I spent all yesterday making pasta and listening to ‘Fahrenheit 451’ (GREAT writing, it just gripped me and didn’t let me go.) Then my friend Charlene came by, we had dinner and then had to hurry to the cinema to watch ‘the Hobbit’. Oh, what did they do to the book! Everything over-simplified or changed, unnecessary scenes added and others removed. Does Bilbo need to be this rustic, does Thorin need to be this glorious, does Elrond have to go out hunting orcs and does Galadriel need to do everything in slow-motion? The fighting, the armour, the ridiculous rabbit-sled, everything is extremely unrealistic. They would have been killed or hurt a hundred times in all those scenes. The only thing I liked was the scene where the eagles carried them away. Charlene liked it, though. And I’ll just try to keep the books and the films separate in my mind.
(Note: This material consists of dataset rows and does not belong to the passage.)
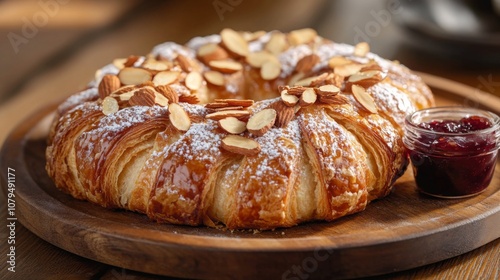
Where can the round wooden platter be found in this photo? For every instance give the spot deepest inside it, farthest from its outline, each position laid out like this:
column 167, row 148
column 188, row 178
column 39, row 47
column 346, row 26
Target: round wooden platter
column 402, row 231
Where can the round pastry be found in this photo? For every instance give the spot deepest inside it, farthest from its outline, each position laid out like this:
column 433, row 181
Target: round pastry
column 248, row 130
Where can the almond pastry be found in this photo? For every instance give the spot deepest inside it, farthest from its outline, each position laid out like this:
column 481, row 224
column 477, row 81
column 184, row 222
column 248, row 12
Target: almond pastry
column 240, row 129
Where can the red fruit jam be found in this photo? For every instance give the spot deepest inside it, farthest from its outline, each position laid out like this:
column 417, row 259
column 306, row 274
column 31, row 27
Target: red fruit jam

I hadn’t seen Charlene in months. We were both busy, and I at least don’t think we are friends anymore. I changed too much. All that is important to me is not important to her. She is interested in video games, films, science fiction, fantasy and vampire books, medicine. I am interested in ballet, dance, music, nature, sometimes art or literature, and at the moment, weight loss. I only feel like half a person when I am with her, because she doesn’t acknowledge the big part of me that is a dancer. I have the urge to tell her some things about my training, and I say a few things. She says yes, ok, nods. She never asks to know more, she never wanted to come watch a class. It feels like I’m trying to shout to her, but a wind drives all the words back in my face. It feels as if she doesn’t see me the way I see me. I get tense when she is with me, I have trouble feeling my body. It’s an uncomfortable feeling, and maybe that’s why I have gradually let the intervals between our meetings grow longer and try to meet her at the cinema so we don’t have to talk so much. This sounds so strange and cruel. Yet maybe she feels the same, or she would call more often. After our meeting, I felt relieved in a ‘duty over’ sort of way… This isn’t friendship.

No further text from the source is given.